Jerome Hill spent the decade of the 1950s developing his artistic skills. This is the time period in which Hill had his first major film success; began painting intensively, especially at Cassis; and reinforced a variety of artistic and personal partnerships through his Cassis Festivals.
Hill's creation of the Grandma Moses documentary in 1949 signaled a bold start to his postwar filmmaking career. It also marked the beginning of Hill's professional collaborations with Erica Anderson, who played a critical role in the making of Hill's next major film, "Albert Schweitzer." The film won an Academy Award for Best Documentary Feature of 1957. His correspondence with Anderson and with others involved in editing and promotion of the film represents a rich collection of material on documentary filmmaking, Hill's personal working style, and not least of all, Schweitzer himself.
In 1957 and 1958, Hill also found time to begin a series of Performing Arts Festivals in Cassis, France. These festivals offered exposure to a wide variety of European theatre professionals and Musicians that Hill helped support financially. Many of these theatre groups and performers were at the fringes of the arts world; Hill's papers of this period represent a unique perspective on the New York and European avant-garde.

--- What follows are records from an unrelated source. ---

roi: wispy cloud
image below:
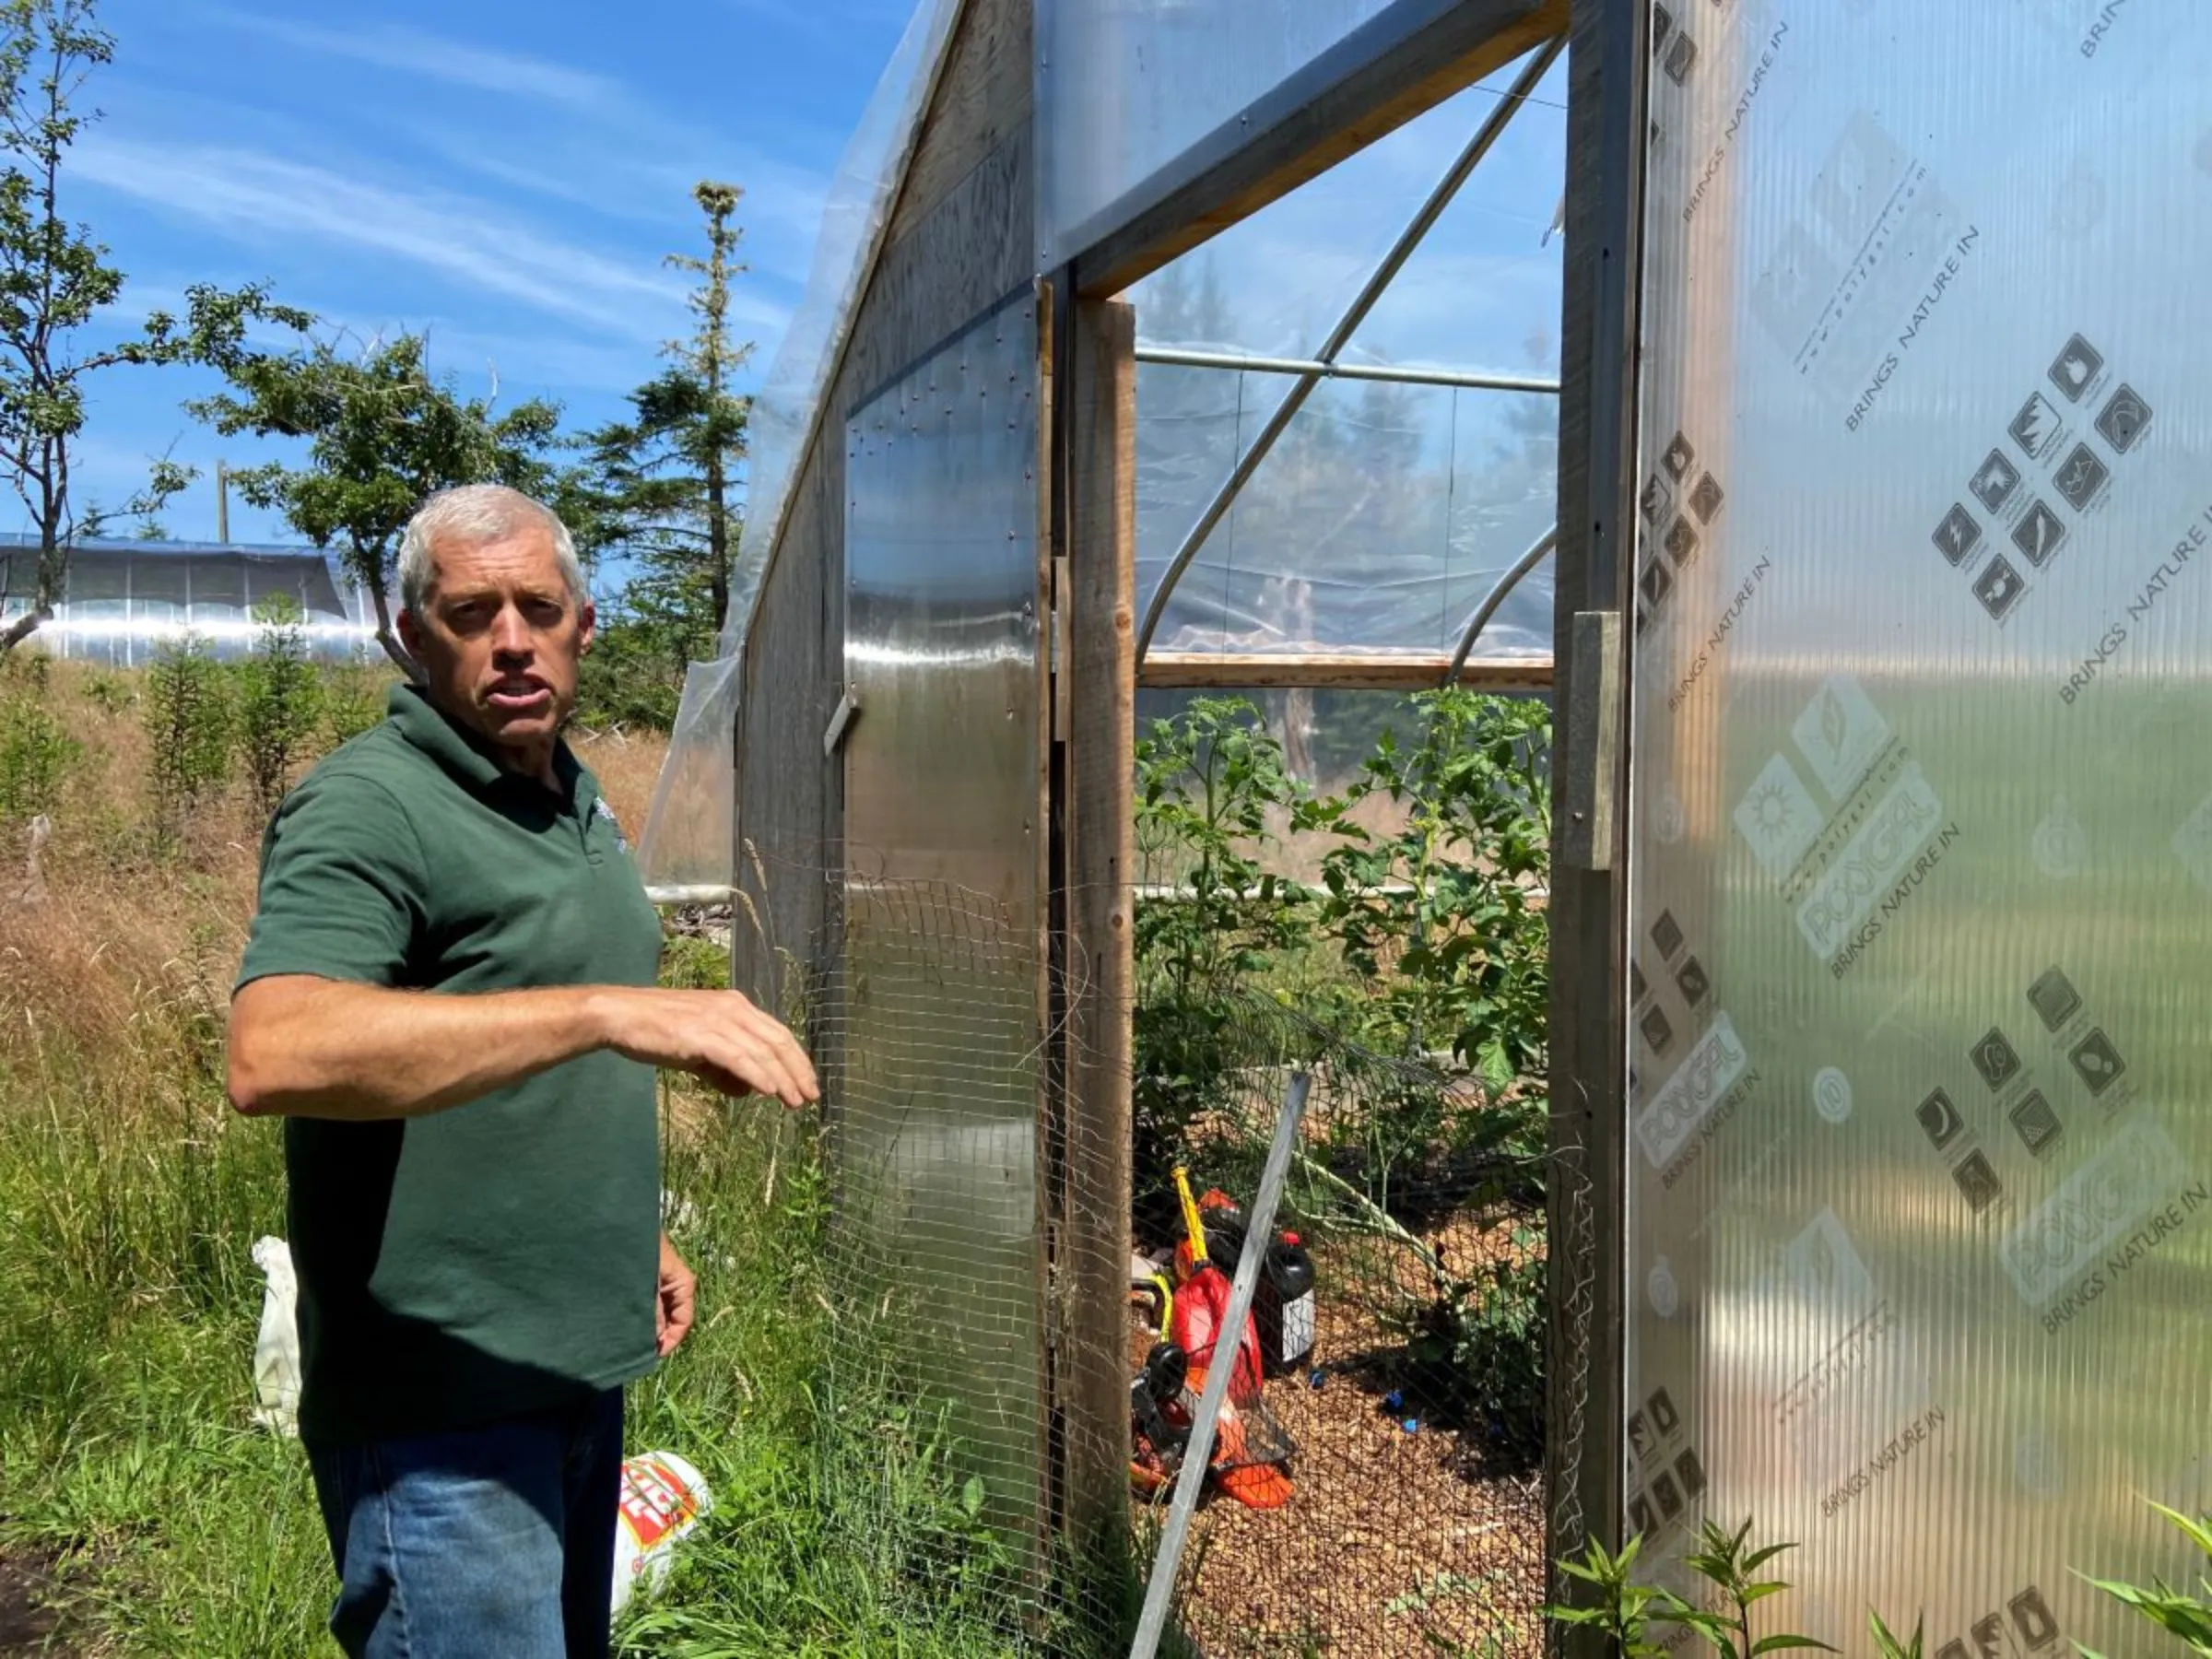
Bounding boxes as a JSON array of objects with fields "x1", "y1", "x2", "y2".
[
  {"x1": 717, "y1": 0, "x2": 917, "y2": 34},
  {"x1": 69, "y1": 135, "x2": 790, "y2": 342},
  {"x1": 196, "y1": 8, "x2": 622, "y2": 110}
]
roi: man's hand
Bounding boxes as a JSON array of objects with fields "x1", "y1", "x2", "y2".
[
  {"x1": 656, "y1": 1234, "x2": 696, "y2": 1359},
  {"x1": 596, "y1": 987, "x2": 819, "y2": 1108}
]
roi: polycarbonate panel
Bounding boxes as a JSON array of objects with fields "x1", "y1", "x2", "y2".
[
  {"x1": 840, "y1": 292, "x2": 1047, "y2": 1556},
  {"x1": 1623, "y1": 3, "x2": 2212, "y2": 1650},
  {"x1": 1137, "y1": 371, "x2": 1553, "y2": 657},
  {"x1": 1037, "y1": 0, "x2": 1397, "y2": 265}
]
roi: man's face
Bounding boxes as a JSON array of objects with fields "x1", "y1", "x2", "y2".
[{"x1": 398, "y1": 527, "x2": 593, "y2": 770}]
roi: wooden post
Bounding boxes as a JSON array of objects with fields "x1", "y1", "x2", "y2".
[
  {"x1": 1056, "y1": 293, "x2": 1136, "y2": 1588},
  {"x1": 1547, "y1": 0, "x2": 1643, "y2": 1652}
]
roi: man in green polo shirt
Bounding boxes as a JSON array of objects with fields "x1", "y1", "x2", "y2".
[{"x1": 227, "y1": 483, "x2": 817, "y2": 1659}]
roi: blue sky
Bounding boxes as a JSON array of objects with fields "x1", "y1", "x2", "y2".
[{"x1": 64, "y1": 0, "x2": 915, "y2": 547}]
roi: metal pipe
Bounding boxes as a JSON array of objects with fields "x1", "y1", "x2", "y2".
[
  {"x1": 1132, "y1": 34, "x2": 1566, "y2": 668},
  {"x1": 643, "y1": 884, "x2": 737, "y2": 907},
  {"x1": 1444, "y1": 524, "x2": 1559, "y2": 686},
  {"x1": 1134, "y1": 345, "x2": 1559, "y2": 395},
  {"x1": 1128, "y1": 1070, "x2": 1313, "y2": 1659}
]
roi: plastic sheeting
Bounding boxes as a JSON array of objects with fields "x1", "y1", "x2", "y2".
[
  {"x1": 1135, "y1": 369, "x2": 1557, "y2": 658},
  {"x1": 1036, "y1": 0, "x2": 1401, "y2": 268},
  {"x1": 640, "y1": 14, "x2": 1570, "y2": 892},
  {"x1": 1128, "y1": 66, "x2": 1566, "y2": 661},
  {"x1": 636, "y1": 0, "x2": 961, "y2": 896},
  {"x1": 1623, "y1": 2, "x2": 2212, "y2": 1648}
]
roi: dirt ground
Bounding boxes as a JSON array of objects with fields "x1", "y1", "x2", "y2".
[
  {"x1": 0, "y1": 1553, "x2": 66, "y2": 1657},
  {"x1": 1133, "y1": 1218, "x2": 1547, "y2": 1659}
]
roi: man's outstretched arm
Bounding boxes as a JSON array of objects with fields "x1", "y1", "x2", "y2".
[{"x1": 227, "y1": 976, "x2": 818, "y2": 1121}]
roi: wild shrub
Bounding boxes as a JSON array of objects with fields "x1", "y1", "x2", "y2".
[
  {"x1": 144, "y1": 635, "x2": 234, "y2": 843},
  {"x1": 236, "y1": 596, "x2": 323, "y2": 813},
  {"x1": 0, "y1": 678, "x2": 78, "y2": 823}
]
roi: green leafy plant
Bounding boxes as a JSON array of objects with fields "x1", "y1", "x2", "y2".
[
  {"x1": 561, "y1": 180, "x2": 751, "y2": 651},
  {"x1": 235, "y1": 595, "x2": 323, "y2": 813},
  {"x1": 1301, "y1": 688, "x2": 1549, "y2": 1087},
  {"x1": 1389, "y1": 1227, "x2": 1545, "y2": 1466},
  {"x1": 82, "y1": 670, "x2": 128, "y2": 713},
  {"x1": 190, "y1": 329, "x2": 562, "y2": 674},
  {"x1": 1867, "y1": 1610, "x2": 1924, "y2": 1658},
  {"x1": 661, "y1": 932, "x2": 732, "y2": 992},
  {"x1": 144, "y1": 635, "x2": 233, "y2": 840},
  {"x1": 2077, "y1": 1500, "x2": 2212, "y2": 1655},
  {"x1": 574, "y1": 610, "x2": 685, "y2": 731},
  {"x1": 1551, "y1": 1522, "x2": 1835, "y2": 1659},
  {"x1": 1548, "y1": 1535, "x2": 1676, "y2": 1657},
  {"x1": 0, "y1": 680, "x2": 77, "y2": 821},
  {"x1": 1294, "y1": 690, "x2": 1549, "y2": 1220},
  {"x1": 1131, "y1": 696, "x2": 1312, "y2": 1197},
  {"x1": 1671, "y1": 1519, "x2": 1834, "y2": 1658},
  {"x1": 317, "y1": 645, "x2": 390, "y2": 748},
  {"x1": 0, "y1": 0, "x2": 300, "y2": 661}
]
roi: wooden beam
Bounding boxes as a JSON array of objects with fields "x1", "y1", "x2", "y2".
[
  {"x1": 1140, "y1": 652, "x2": 1553, "y2": 692},
  {"x1": 1070, "y1": 0, "x2": 1566, "y2": 300},
  {"x1": 1057, "y1": 294, "x2": 1136, "y2": 1575},
  {"x1": 888, "y1": 0, "x2": 1030, "y2": 243},
  {"x1": 1546, "y1": 0, "x2": 1644, "y2": 1645}
]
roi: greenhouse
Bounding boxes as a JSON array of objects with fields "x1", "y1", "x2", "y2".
[
  {"x1": 636, "y1": 1, "x2": 2212, "y2": 1654},
  {"x1": 0, "y1": 533, "x2": 374, "y2": 665}
]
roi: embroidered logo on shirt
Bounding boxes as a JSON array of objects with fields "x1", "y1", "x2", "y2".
[{"x1": 594, "y1": 797, "x2": 631, "y2": 853}]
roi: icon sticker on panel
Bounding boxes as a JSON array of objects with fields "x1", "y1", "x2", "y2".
[
  {"x1": 1971, "y1": 450, "x2": 2022, "y2": 514},
  {"x1": 2096, "y1": 384, "x2": 2150, "y2": 453},
  {"x1": 2011, "y1": 500, "x2": 2066, "y2": 569},
  {"x1": 2048, "y1": 334, "x2": 2103, "y2": 402},
  {"x1": 1934, "y1": 503, "x2": 1981, "y2": 567},
  {"x1": 1971, "y1": 1028, "x2": 2022, "y2": 1091},
  {"x1": 2067, "y1": 1029, "x2": 2125, "y2": 1098},
  {"x1": 1973, "y1": 555, "x2": 2026, "y2": 622}
]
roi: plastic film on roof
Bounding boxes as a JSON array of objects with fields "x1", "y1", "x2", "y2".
[
  {"x1": 1037, "y1": 0, "x2": 1401, "y2": 268},
  {"x1": 636, "y1": 0, "x2": 962, "y2": 899},
  {"x1": 1128, "y1": 66, "x2": 1566, "y2": 664}
]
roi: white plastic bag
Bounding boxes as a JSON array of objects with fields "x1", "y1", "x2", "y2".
[
  {"x1": 610, "y1": 1450, "x2": 712, "y2": 1620},
  {"x1": 249, "y1": 1235, "x2": 301, "y2": 1437}
]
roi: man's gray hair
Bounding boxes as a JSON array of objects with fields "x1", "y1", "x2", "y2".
[{"x1": 396, "y1": 485, "x2": 585, "y2": 615}]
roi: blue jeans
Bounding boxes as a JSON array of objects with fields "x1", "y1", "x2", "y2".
[{"x1": 307, "y1": 1389, "x2": 625, "y2": 1659}]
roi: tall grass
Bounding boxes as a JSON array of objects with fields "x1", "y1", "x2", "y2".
[{"x1": 0, "y1": 658, "x2": 1033, "y2": 1657}]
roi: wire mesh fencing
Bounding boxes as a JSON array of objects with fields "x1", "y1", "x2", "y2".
[
  {"x1": 1123, "y1": 998, "x2": 1555, "y2": 1659},
  {"x1": 703, "y1": 845, "x2": 1587, "y2": 1658}
]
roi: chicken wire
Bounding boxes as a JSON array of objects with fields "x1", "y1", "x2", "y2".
[
  {"x1": 1128, "y1": 1005, "x2": 1559, "y2": 1659},
  {"x1": 711, "y1": 842, "x2": 1584, "y2": 1658}
]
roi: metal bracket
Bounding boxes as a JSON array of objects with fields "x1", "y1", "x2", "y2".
[
  {"x1": 1559, "y1": 610, "x2": 1619, "y2": 872},
  {"x1": 822, "y1": 688, "x2": 860, "y2": 758},
  {"x1": 1050, "y1": 554, "x2": 1071, "y2": 738}
]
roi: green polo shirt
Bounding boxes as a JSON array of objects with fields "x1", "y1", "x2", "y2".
[{"x1": 236, "y1": 684, "x2": 664, "y2": 1447}]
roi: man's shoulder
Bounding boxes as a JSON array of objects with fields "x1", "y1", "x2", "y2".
[
  {"x1": 272, "y1": 723, "x2": 442, "y2": 845},
  {"x1": 292, "y1": 721, "x2": 430, "y2": 801}
]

In the early 1950s, Hill began thinking about doing a documentary film on Carl Jung. Hill had been intrigued by his theories of the subconscious, and Hill's cousin Maud Oakes encouraged his interest. Hill interviewed Jung at his home in Switzerland, accompanied by Oakes, an anthropologist and comparative religion expert. Hill set aside the Jung project when the Schweitzer film began monopolizing his time. He would later discard the idea of a full-length documentary, but his impressions of Jungian ideas found voice in "The Sand Castle," which opened in 1961.